In light of this, Matlou warns that the Mineral and Petroleum Resources Development Act (MPRDA) Amendment Bill, published in December, could severely hamper South Africa’s capital raising capability.

“If this amendment ever became law, South Africa’s ability to raise much-needed funds for mine development and production from the capital market would essentially cease to exist. This would put an industry, already suffering from the effects of a devastating industrial action and a weak global economy, into greater difficulty,” he avers.

Matlou, who attended the 2013 Investing in African Mining Indaba at the Cape Town International Convention Centre from February 4 to 7, explains that the implementation of the MPRDA of 2002 gave the State custodianship of mineral resources on behalf of the people of South Africa.

He explains that Section 11 of the MPRDA was crafted as an anti-avoidance provision to ensure that parties do not circumvent the aims of the MPRDA through skilful commercial structuring.

Matlou adds that Section 11 was designed to tackle two types of transitions: asset transactions – which involves the transfer, letting, assignment or disposal of mining and prospecting rights or any interest in such rights – and share transactions – which involves the disposal of a controlling interest in a company which holds mining or prospecting rights.

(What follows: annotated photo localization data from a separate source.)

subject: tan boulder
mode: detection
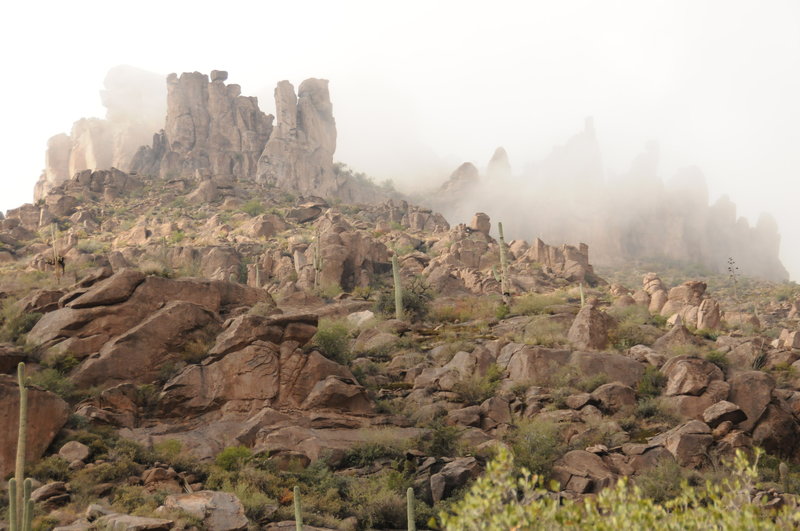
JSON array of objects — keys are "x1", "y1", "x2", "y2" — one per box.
[
  {"x1": 71, "y1": 301, "x2": 220, "y2": 388},
  {"x1": 702, "y1": 400, "x2": 747, "y2": 428},
  {"x1": 661, "y1": 356, "x2": 723, "y2": 396},
  {"x1": 0, "y1": 375, "x2": 71, "y2": 478},
  {"x1": 567, "y1": 302, "x2": 615, "y2": 350},
  {"x1": 591, "y1": 382, "x2": 636, "y2": 413},
  {"x1": 728, "y1": 371, "x2": 775, "y2": 432},
  {"x1": 662, "y1": 380, "x2": 730, "y2": 420},
  {"x1": 162, "y1": 491, "x2": 248, "y2": 531},
  {"x1": 650, "y1": 420, "x2": 712, "y2": 468},
  {"x1": 652, "y1": 323, "x2": 700, "y2": 354},
  {"x1": 469, "y1": 213, "x2": 491, "y2": 236}
]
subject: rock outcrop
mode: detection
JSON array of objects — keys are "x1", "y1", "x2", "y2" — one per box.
[
  {"x1": 1, "y1": 376, "x2": 70, "y2": 478},
  {"x1": 131, "y1": 70, "x2": 274, "y2": 184},
  {"x1": 35, "y1": 66, "x2": 165, "y2": 200}
]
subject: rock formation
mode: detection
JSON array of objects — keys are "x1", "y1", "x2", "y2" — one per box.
[
  {"x1": 429, "y1": 119, "x2": 789, "y2": 281},
  {"x1": 486, "y1": 147, "x2": 511, "y2": 181},
  {"x1": 34, "y1": 66, "x2": 165, "y2": 200},
  {"x1": 131, "y1": 70, "x2": 274, "y2": 184}
]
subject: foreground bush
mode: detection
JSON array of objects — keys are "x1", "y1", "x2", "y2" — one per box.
[{"x1": 440, "y1": 447, "x2": 800, "y2": 530}]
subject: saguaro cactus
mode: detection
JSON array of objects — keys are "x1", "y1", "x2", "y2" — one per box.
[
  {"x1": 392, "y1": 254, "x2": 403, "y2": 320},
  {"x1": 407, "y1": 487, "x2": 416, "y2": 531},
  {"x1": 579, "y1": 282, "x2": 585, "y2": 308},
  {"x1": 293, "y1": 486, "x2": 303, "y2": 530},
  {"x1": 9, "y1": 363, "x2": 33, "y2": 531},
  {"x1": 497, "y1": 222, "x2": 510, "y2": 307},
  {"x1": 313, "y1": 228, "x2": 323, "y2": 290}
]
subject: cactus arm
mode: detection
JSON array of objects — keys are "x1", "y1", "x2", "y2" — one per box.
[
  {"x1": 579, "y1": 282, "x2": 585, "y2": 307},
  {"x1": 22, "y1": 479, "x2": 32, "y2": 531},
  {"x1": 15, "y1": 363, "x2": 28, "y2": 527},
  {"x1": 392, "y1": 254, "x2": 403, "y2": 320},
  {"x1": 294, "y1": 486, "x2": 303, "y2": 530},
  {"x1": 407, "y1": 487, "x2": 416, "y2": 531},
  {"x1": 9, "y1": 478, "x2": 17, "y2": 531},
  {"x1": 497, "y1": 222, "x2": 510, "y2": 307}
]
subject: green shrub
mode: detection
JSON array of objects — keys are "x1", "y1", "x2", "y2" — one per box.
[
  {"x1": 0, "y1": 299, "x2": 42, "y2": 343},
  {"x1": 374, "y1": 276, "x2": 432, "y2": 321},
  {"x1": 439, "y1": 447, "x2": 794, "y2": 530},
  {"x1": 507, "y1": 419, "x2": 564, "y2": 478},
  {"x1": 511, "y1": 292, "x2": 567, "y2": 316},
  {"x1": 417, "y1": 421, "x2": 461, "y2": 458},
  {"x1": 705, "y1": 350, "x2": 729, "y2": 372},
  {"x1": 348, "y1": 474, "x2": 407, "y2": 529},
  {"x1": 215, "y1": 446, "x2": 252, "y2": 472},
  {"x1": 312, "y1": 319, "x2": 352, "y2": 365},
  {"x1": 523, "y1": 317, "x2": 569, "y2": 347},
  {"x1": 28, "y1": 455, "x2": 70, "y2": 482},
  {"x1": 452, "y1": 364, "x2": 504, "y2": 405},
  {"x1": 240, "y1": 199, "x2": 265, "y2": 217},
  {"x1": 28, "y1": 368, "x2": 75, "y2": 400},
  {"x1": 634, "y1": 457, "x2": 690, "y2": 503},
  {"x1": 637, "y1": 366, "x2": 666, "y2": 398}
]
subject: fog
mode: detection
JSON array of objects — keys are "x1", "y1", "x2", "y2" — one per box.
[{"x1": 2, "y1": 0, "x2": 799, "y2": 278}]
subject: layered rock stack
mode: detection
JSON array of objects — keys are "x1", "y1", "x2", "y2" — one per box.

“Parliament realised that many mining companies, including leading mining houses such as Anglo American, AngloGold Ashanti, BHP Billiton, Gold Fields, Impala Platinum and Lonmin, are listed and their shares are traded daily.

“An exception was built into Section 11, exempting changes of control of listed companies from the requirement that Mineral Resources Minister Susan Shabangu must consent to every change of control of a listed company,” he says.

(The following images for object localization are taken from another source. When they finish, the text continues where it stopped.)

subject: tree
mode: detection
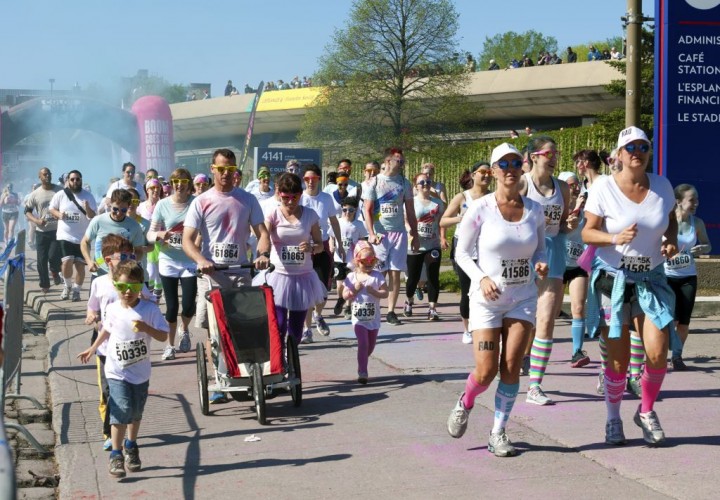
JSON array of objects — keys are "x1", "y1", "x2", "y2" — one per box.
[
  {"x1": 478, "y1": 30, "x2": 558, "y2": 70},
  {"x1": 298, "y1": 0, "x2": 482, "y2": 156}
]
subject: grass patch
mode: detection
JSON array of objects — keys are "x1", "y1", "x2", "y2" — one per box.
[{"x1": 439, "y1": 269, "x2": 461, "y2": 293}]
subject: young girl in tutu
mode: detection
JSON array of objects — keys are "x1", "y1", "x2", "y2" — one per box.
[
  {"x1": 264, "y1": 173, "x2": 327, "y2": 346},
  {"x1": 343, "y1": 241, "x2": 388, "y2": 384}
]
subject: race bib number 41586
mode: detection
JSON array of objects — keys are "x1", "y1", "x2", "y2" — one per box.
[{"x1": 500, "y1": 258, "x2": 531, "y2": 286}]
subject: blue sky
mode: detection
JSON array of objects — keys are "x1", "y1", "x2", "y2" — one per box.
[{"x1": 2, "y1": 0, "x2": 655, "y2": 94}]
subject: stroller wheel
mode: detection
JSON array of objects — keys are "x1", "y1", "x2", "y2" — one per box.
[
  {"x1": 196, "y1": 342, "x2": 209, "y2": 416},
  {"x1": 287, "y1": 335, "x2": 302, "y2": 407},
  {"x1": 252, "y1": 363, "x2": 267, "y2": 425}
]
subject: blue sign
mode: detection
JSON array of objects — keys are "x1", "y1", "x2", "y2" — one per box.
[
  {"x1": 253, "y1": 147, "x2": 322, "y2": 178},
  {"x1": 655, "y1": 0, "x2": 720, "y2": 251}
]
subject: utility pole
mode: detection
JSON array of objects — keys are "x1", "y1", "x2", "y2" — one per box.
[{"x1": 624, "y1": 0, "x2": 642, "y2": 127}]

However, following four years of implementing the MPRDA, 2008 saw the Department of Mineral Resources (DMR) identify certain loopholes in the wording of Section 11.

Matlou says Parliament sought to address these loopholes in the 2008 amendment by increasing the ambit of Section 11 to cover every disposal of any share or shares by a mining company.

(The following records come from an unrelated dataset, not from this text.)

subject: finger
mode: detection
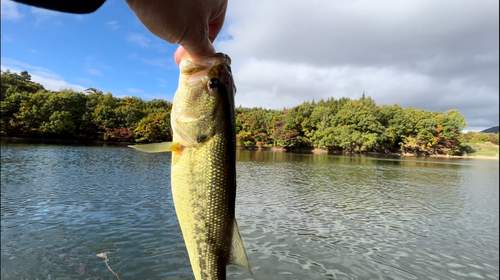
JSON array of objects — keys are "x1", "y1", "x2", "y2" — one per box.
[
  {"x1": 174, "y1": 46, "x2": 187, "y2": 65},
  {"x1": 208, "y1": 9, "x2": 226, "y2": 42},
  {"x1": 175, "y1": 1, "x2": 226, "y2": 61},
  {"x1": 182, "y1": 36, "x2": 215, "y2": 59}
]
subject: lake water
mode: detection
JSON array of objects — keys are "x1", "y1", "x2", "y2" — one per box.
[{"x1": 1, "y1": 141, "x2": 499, "y2": 280}]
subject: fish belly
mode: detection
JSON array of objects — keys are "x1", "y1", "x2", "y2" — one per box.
[{"x1": 171, "y1": 134, "x2": 235, "y2": 280}]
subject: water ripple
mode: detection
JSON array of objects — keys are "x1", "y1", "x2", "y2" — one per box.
[
  {"x1": 232, "y1": 150, "x2": 499, "y2": 280},
  {"x1": 1, "y1": 144, "x2": 498, "y2": 279}
]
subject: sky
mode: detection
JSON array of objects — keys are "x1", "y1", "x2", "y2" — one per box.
[{"x1": 1, "y1": 0, "x2": 498, "y2": 132}]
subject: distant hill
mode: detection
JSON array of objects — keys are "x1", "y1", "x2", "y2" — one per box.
[{"x1": 481, "y1": 126, "x2": 499, "y2": 134}]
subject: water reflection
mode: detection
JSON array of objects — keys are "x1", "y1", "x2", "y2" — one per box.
[
  {"x1": 1, "y1": 142, "x2": 499, "y2": 280},
  {"x1": 234, "y1": 149, "x2": 498, "y2": 280}
]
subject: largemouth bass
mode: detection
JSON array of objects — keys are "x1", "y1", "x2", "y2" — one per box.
[{"x1": 130, "y1": 53, "x2": 253, "y2": 280}]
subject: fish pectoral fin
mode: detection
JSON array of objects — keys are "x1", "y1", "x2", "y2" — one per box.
[
  {"x1": 228, "y1": 219, "x2": 256, "y2": 279},
  {"x1": 128, "y1": 142, "x2": 182, "y2": 153}
]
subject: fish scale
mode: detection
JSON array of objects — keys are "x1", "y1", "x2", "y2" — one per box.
[
  {"x1": 130, "y1": 53, "x2": 254, "y2": 280},
  {"x1": 172, "y1": 134, "x2": 234, "y2": 279}
]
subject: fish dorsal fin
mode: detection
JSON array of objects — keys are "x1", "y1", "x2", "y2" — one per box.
[
  {"x1": 228, "y1": 219, "x2": 256, "y2": 279},
  {"x1": 128, "y1": 142, "x2": 181, "y2": 153}
]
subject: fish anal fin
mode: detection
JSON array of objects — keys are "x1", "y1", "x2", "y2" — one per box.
[
  {"x1": 129, "y1": 142, "x2": 182, "y2": 153},
  {"x1": 228, "y1": 219, "x2": 256, "y2": 279}
]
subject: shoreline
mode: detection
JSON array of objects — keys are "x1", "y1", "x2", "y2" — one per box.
[
  {"x1": 0, "y1": 136, "x2": 133, "y2": 146},
  {"x1": 237, "y1": 146, "x2": 499, "y2": 160},
  {"x1": 2, "y1": 136, "x2": 498, "y2": 160}
]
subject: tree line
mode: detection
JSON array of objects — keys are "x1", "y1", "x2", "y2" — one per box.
[
  {"x1": 1, "y1": 70, "x2": 172, "y2": 143},
  {"x1": 1, "y1": 69, "x2": 496, "y2": 155},
  {"x1": 235, "y1": 96, "x2": 473, "y2": 155}
]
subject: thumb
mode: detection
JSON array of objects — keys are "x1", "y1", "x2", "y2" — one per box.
[{"x1": 181, "y1": 36, "x2": 215, "y2": 59}]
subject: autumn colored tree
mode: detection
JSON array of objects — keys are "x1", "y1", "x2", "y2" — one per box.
[
  {"x1": 2, "y1": 69, "x2": 481, "y2": 154},
  {"x1": 134, "y1": 112, "x2": 172, "y2": 142}
]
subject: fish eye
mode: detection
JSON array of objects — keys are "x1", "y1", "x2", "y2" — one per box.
[{"x1": 207, "y1": 78, "x2": 220, "y2": 93}]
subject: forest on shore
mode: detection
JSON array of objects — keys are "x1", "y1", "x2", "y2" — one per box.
[{"x1": 1, "y1": 70, "x2": 498, "y2": 156}]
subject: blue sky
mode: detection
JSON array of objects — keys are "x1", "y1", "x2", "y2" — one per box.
[
  {"x1": 1, "y1": 0, "x2": 181, "y2": 100},
  {"x1": 1, "y1": 0, "x2": 499, "y2": 131}
]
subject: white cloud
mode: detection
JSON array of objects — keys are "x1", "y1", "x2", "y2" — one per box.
[
  {"x1": 30, "y1": 6, "x2": 61, "y2": 24},
  {"x1": 1, "y1": 58, "x2": 87, "y2": 92},
  {"x1": 127, "y1": 52, "x2": 176, "y2": 69},
  {"x1": 127, "y1": 88, "x2": 145, "y2": 94},
  {"x1": 141, "y1": 57, "x2": 175, "y2": 68},
  {"x1": 126, "y1": 33, "x2": 151, "y2": 47},
  {"x1": 114, "y1": 94, "x2": 131, "y2": 98},
  {"x1": 1, "y1": 0, "x2": 23, "y2": 20},
  {"x1": 215, "y1": 0, "x2": 499, "y2": 128},
  {"x1": 84, "y1": 55, "x2": 110, "y2": 77},
  {"x1": 143, "y1": 93, "x2": 173, "y2": 101},
  {"x1": 106, "y1": 20, "x2": 119, "y2": 30},
  {"x1": 231, "y1": 59, "x2": 498, "y2": 128},
  {"x1": 3, "y1": 35, "x2": 13, "y2": 42},
  {"x1": 125, "y1": 33, "x2": 170, "y2": 53},
  {"x1": 231, "y1": 60, "x2": 431, "y2": 109},
  {"x1": 86, "y1": 68, "x2": 102, "y2": 76},
  {"x1": 76, "y1": 78, "x2": 94, "y2": 85},
  {"x1": 157, "y1": 78, "x2": 167, "y2": 88},
  {"x1": 463, "y1": 127, "x2": 490, "y2": 133}
]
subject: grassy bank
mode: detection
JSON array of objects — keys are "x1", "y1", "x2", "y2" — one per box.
[{"x1": 465, "y1": 142, "x2": 499, "y2": 157}]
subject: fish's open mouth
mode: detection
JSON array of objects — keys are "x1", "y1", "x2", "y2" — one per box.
[{"x1": 180, "y1": 53, "x2": 231, "y2": 76}]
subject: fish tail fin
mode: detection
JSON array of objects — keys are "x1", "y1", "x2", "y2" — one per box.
[
  {"x1": 128, "y1": 142, "x2": 182, "y2": 153},
  {"x1": 228, "y1": 219, "x2": 256, "y2": 279}
]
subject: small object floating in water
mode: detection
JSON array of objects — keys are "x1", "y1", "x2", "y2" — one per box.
[
  {"x1": 96, "y1": 252, "x2": 120, "y2": 280},
  {"x1": 96, "y1": 253, "x2": 107, "y2": 260}
]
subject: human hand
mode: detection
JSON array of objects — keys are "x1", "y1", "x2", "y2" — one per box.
[{"x1": 125, "y1": 0, "x2": 228, "y2": 65}]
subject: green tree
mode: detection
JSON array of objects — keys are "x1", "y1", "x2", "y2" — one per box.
[
  {"x1": 488, "y1": 134, "x2": 499, "y2": 145},
  {"x1": 328, "y1": 95, "x2": 385, "y2": 151},
  {"x1": 0, "y1": 69, "x2": 472, "y2": 153},
  {"x1": 1, "y1": 91, "x2": 28, "y2": 133},
  {"x1": 379, "y1": 104, "x2": 406, "y2": 150},
  {"x1": 40, "y1": 111, "x2": 76, "y2": 135},
  {"x1": 1, "y1": 70, "x2": 45, "y2": 101},
  {"x1": 14, "y1": 90, "x2": 52, "y2": 134},
  {"x1": 114, "y1": 105, "x2": 145, "y2": 129},
  {"x1": 134, "y1": 112, "x2": 172, "y2": 142}
]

He maintains, however, that this amendment did not address the loophole in Section 11. Rather, it seemed to increase the difficulty of commercial enterprise in the mining industry.

“Although the State’s cus- todianship of the mineral resources has been widely accepted in the mining industry, the experience of mining companies between 2004 and 2008 was that Section 11 consents took too long to be granted.

“By increasing the ambit of Section 11 to cover every disposal or acquisition of any interest or share, all that Parliament was doing in 2008 was to overburden the already stretched capacity of the DMR to process Section 11 applications,” he says, adding that the 2008 amendment has not come into force.

Matlou says the 2012 MPRDA Amendment Bill went a step further in regard to Section 11, by proposing to delete the listed company exemption. This means that each time a share of a listed mining company is traded on the stock market, either on the JSE or elsewhere, the Minister must consent.

“However, it is clear that the Minister and the DMR do not have the capacity to do so,” observes Matlou, further highlighting the impact of the proposed amendment bill on capital markets.

“Should the amendment become law, shares of listed companies will effectively cease to be tradable. Clearly, the way some companies in the mining industry are structuring transactions, to circumvent the objects of the MPRDA, is challenging for the State.

“It is, therefore, necessary to enact laws designed to deal with this. Such laws must be clear and precise. In addition, the capacity of the DMR to execute its function of regulating the mining industry must be increased,” he avers.